Domingo, 23 de Junho de 2024

POLÍTICA Quarta-feira, 22 de Maio de 2024, 11:45 - A | A

Quarta-feira, 22 de Maio de 2024, 11h:45 - A | A

COM PREFEITOS

Jayme diz que prioridade é transferir recursos da União para atender municípios

Da Redação do Bom da Notícia com Assessoria

Ao se reunir com prefeitos mato-grossenses que participam da Marcha dos Municípios em Brasília, o senador Jayme Campos (União-MT) reafirmou que a prioridade da bancada federal e, por consequência, do próprio Congresso Nacional “é de melhorar a transferência de recursos da União para atender a população nos municípios”. No debate sobre a reforma tributária, ele defendeu tratamento diferenciado aos municípios que integram a Amazônia brasileira.

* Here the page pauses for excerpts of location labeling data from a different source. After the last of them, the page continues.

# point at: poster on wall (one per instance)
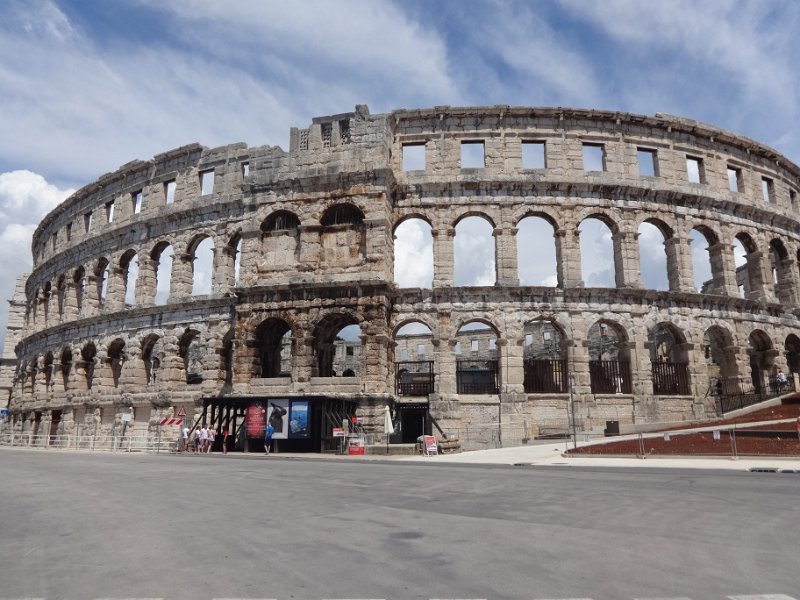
(277, 416)
(256, 420)
(298, 420)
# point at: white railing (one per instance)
(101, 443)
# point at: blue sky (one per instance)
(89, 86)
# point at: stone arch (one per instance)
(536, 250)
(192, 353)
(597, 234)
(413, 253)
(609, 358)
(327, 351)
(102, 273)
(129, 266)
(274, 344)
(116, 359)
(474, 251)
(792, 348)
(79, 284)
(280, 240)
(343, 237)
(544, 357)
(162, 258)
(201, 253)
(88, 362)
(476, 350)
(65, 361)
(152, 358)
(761, 357)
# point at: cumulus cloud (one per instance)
(25, 197)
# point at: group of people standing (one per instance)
(202, 439)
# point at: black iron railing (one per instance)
(610, 376)
(670, 378)
(414, 378)
(545, 376)
(477, 377)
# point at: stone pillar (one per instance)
(505, 243)
(626, 260)
(443, 258)
(723, 270)
(568, 258)
(680, 270)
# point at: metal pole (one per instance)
(572, 406)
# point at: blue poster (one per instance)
(298, 420)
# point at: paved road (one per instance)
(79, 525)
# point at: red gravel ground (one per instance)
(779, 439)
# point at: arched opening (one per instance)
(413, 254)
(474, 252)
(129, 263)
(413, 364)
(101, 272)
(337, 346)
(66, 365)
(88, 354)
(280, 240)
(609, 359)
(748, 278)
(536, 252)
(653, 256)
(79, 281)
(116, 358)
(597, 253)
(152, 356)
(723, 373)
(761, 358)
(344, 236)
(701, 240)
(792, 347)
(544, 359)
(191, 352)
(477, 364)
(162, 263)
(669, 360)
(48, 370)
(274, 343)
(202, 266)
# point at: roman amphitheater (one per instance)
(215, 280)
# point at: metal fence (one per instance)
(107, 443)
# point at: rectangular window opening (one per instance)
(136, 200)
(413, 157)
(206, 182)
(648, 162)
(472, 155)
(594, 157)
(327, 128)
(735, 183)
(694, 170)
(533, 155)
(169, 192)
(767, 189)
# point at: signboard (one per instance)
(277, 416)
(430, 445)
(256, 420)
(298, 420)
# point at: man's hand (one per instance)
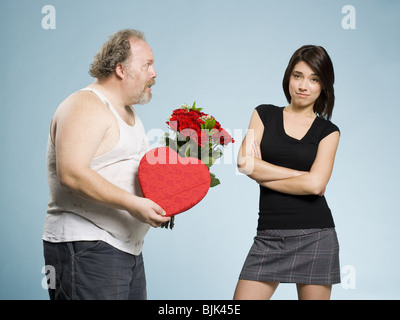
(147, 211)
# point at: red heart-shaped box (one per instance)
(173, 182)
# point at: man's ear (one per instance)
(120, 71)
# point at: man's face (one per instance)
(140, 73)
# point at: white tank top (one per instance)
(72, 218)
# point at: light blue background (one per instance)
(229, 56)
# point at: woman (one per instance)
(290, 152)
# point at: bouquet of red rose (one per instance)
(196, 134)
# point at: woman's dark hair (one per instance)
(320, 62)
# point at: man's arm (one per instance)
(80, 125)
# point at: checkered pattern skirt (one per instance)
(307, 256)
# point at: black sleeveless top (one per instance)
(284, 211)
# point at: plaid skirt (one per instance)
(307, 256)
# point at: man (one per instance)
(97, 218)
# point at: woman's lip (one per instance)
(302, 95)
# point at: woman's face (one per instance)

“Nós que estamos nessa vasta região do Brasil, temos que ter um diferencial. Até no caso da saúde. Muitas prefeituras, as vezes, vai se contratar um médico, paga 70 mil, 80 mil, e não acha o profissional para ir lá atender a população. Isso precisa ser visto e levado em consideração” – ressaltou.

Jayme afirmou que a bancada federal tem trabalhado de forma exitosa e apresentando resultados que interessam a população. Particularmente, ressaltou que deve finalizar o ano levando recursos de emendas a todos os municípios do Estado, com investimentos em obras e aquisição de máquinas e equipamentos. “Não sou senador de ficar conversando fiado. Sou um senador de resultado” – ele acrescentou.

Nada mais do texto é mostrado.